Let $I=\langle 3, x^3+x^2+1\rangle$ be an ideal in $\mathbb{Z}[x]$.
How do we see that $(x-1)\notin I$?
I have a roundabout way that is kind of clumsy.
Thanks a lot.
Suppose to the contrary $(x-1)\in I$.
Then $x-1=3g(x)+f(x)h(x)$, where $f(x)=x^3+x^2+1$.
Write $g(x)=f(x)q(x)+r(x)$, with $\deg r<3$.
Then $x-1=3(fq+r)+fh=f(3q+h)+3r$.
So $x-1-3r=f(3q+h)$. Since the LHS has degree strictly less than $3$, while $f$ has degree $3$, thus $x-1-3r=f(3q+h)=0$.
This implies $x-1=3r(x)$ which is a contradiction by considering the constants in the equation modulo $3$.
Your proof seems to be correct. Here is another way to prove the claim.
We know that $$\Bbb Z[x]/I \cong \Bbb F_3[X]/(X^3+X^2+1),$$ which has $3^3=27$ elements.

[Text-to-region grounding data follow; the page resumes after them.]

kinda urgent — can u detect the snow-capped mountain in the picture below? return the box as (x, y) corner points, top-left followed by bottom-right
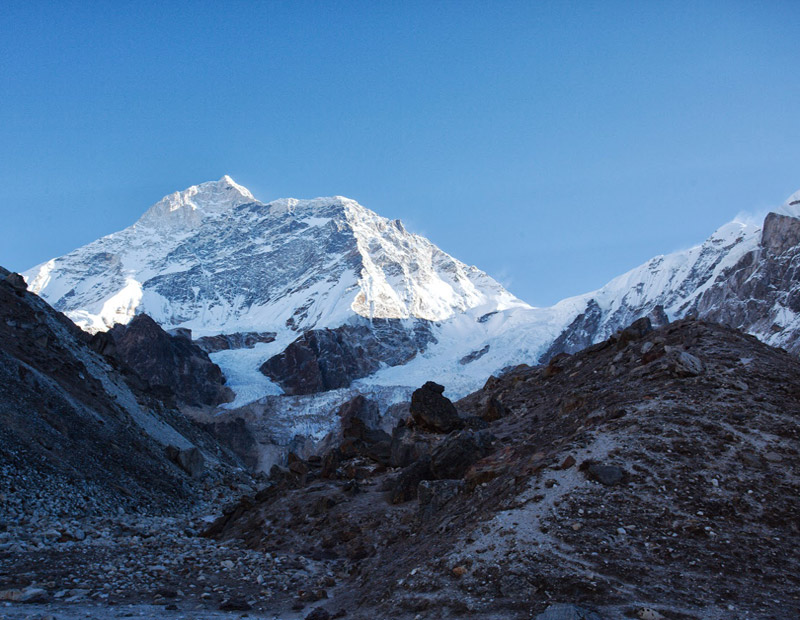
(535, 191), (800, 360)
(25, 178), (800, 411)
(26, 176), (524, 335)
(22, 176), (800, 469)
(24, 176), (530, 408)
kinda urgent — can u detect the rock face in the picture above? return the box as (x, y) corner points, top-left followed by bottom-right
(541, 195), (800, 364)
(260, 319), (435, 395)
(205, 319), (800, 619)
(760, 211), (800, 255)
(92, 313), (233, 407)
(194, 331), (277, 353)
(0, 268), (238, 518)
(409, 381), (463, 433)
(689, 209), (800, 354)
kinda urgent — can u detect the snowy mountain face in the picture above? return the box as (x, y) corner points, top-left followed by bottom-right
(24, 176), (529, 409)
(536, 192), (800, 361)
(27, 176), (522, 335)
(24, 177), (800, 468)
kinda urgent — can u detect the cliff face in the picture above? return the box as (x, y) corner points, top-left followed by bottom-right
(91, 314), (234, 407)
(690, 212), (800, 354)
(260, 319), (436, 395)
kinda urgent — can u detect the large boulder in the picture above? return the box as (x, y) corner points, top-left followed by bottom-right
(410, 382), (463, 433)
(389, 457), (432, 504)
(429, 430), (495, 480)
(166, 445), (205, 478)
(337, 396), (392, 465)
(389, 423), (439, 468)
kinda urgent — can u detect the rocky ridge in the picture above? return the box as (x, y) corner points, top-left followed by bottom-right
(204, 318), (800, 619)
(0, 266), (244, 519)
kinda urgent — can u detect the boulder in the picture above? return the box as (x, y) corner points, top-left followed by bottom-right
(410, 382), (463, 433)
(389, 423), (438, 468)
(336, 396), (392, 464)
(583, 462), (625, 486)
(305, 608), (332, 620)
(0, 586), (49, 603)
(166, 445), (205, 478)
(390, 457), (432, 504)
(617, 317), (653, 346)
(672, 351), (704, 377)
(429, 430), (495, 480)
(535, 603), (603, 620)
(418, 479), (463, 513)
(482, 396), (507, 422)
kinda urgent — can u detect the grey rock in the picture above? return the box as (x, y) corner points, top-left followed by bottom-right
(429, 430), (495, 479)
(166, 446), (205, 478)
(390, 457), (432, 504)
(305, 608), (332, 620)
(418, 479), (463, 513)
(535, 603), (603, 620)
(389, 423), (440, 468)
(585, 463), (625, 486)
(0, 586), (49, 603)
(4, 272), (27, 291)
(674, 351), (704, 376)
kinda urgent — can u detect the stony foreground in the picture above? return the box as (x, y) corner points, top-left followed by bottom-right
(3, 319), (800, 619)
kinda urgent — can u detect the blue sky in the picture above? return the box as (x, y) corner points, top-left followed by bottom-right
(1, 0), (798, 305)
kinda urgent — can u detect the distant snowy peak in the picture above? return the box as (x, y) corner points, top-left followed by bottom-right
(24, 177), (526, 335)
(775, 188), (800, 219)
(136, 175), (259, 229)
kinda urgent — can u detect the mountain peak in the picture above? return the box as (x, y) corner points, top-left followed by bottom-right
(136, 176), (258, 229)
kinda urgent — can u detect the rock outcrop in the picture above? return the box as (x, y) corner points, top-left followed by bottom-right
(409, 381), (463, 433)
(91, 314), (233, 407)
(260, 319), (435, 395)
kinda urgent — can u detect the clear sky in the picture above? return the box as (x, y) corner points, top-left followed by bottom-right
(1, 1), (798, 306)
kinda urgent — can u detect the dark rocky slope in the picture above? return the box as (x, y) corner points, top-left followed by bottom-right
(0, 267), (241, 519)
(207, 318), (800, 619)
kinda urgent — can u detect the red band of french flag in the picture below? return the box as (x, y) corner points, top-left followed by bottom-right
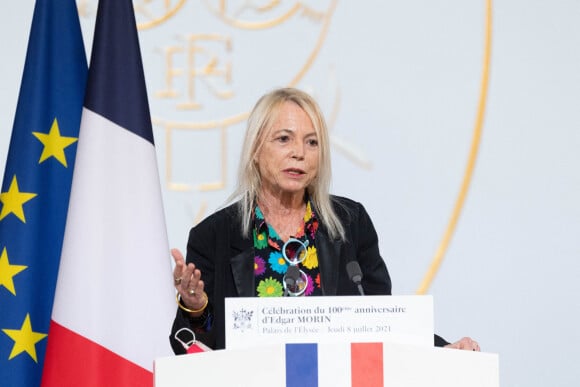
(42, 322), (152, 386)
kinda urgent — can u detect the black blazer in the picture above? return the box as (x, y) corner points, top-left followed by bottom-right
(170, 196), (446, 352)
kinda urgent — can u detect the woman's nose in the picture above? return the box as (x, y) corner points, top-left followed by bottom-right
(291, 143), (305, 159)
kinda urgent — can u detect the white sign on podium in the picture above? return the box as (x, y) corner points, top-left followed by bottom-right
(224, 295), (434, 349)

Assume that $x-1 \in I$. Then $(3,x-1) \subseteq I$, and since $(3,x-1)$ is a maximal ideal of $\Bbb Z[x]$, we would get $(3,x-1)=I$ or $I=(1)$. The latter case is not possible because $\Bbb Z[x]/I$ is not the trivial ring. Therefore we would have $$\Bbb Z[x]/I \cong \Bbb F_3[X]/(X-1) \cong \Bbb F_3$$ which has $3 \neq 27$ elements ; contradiction.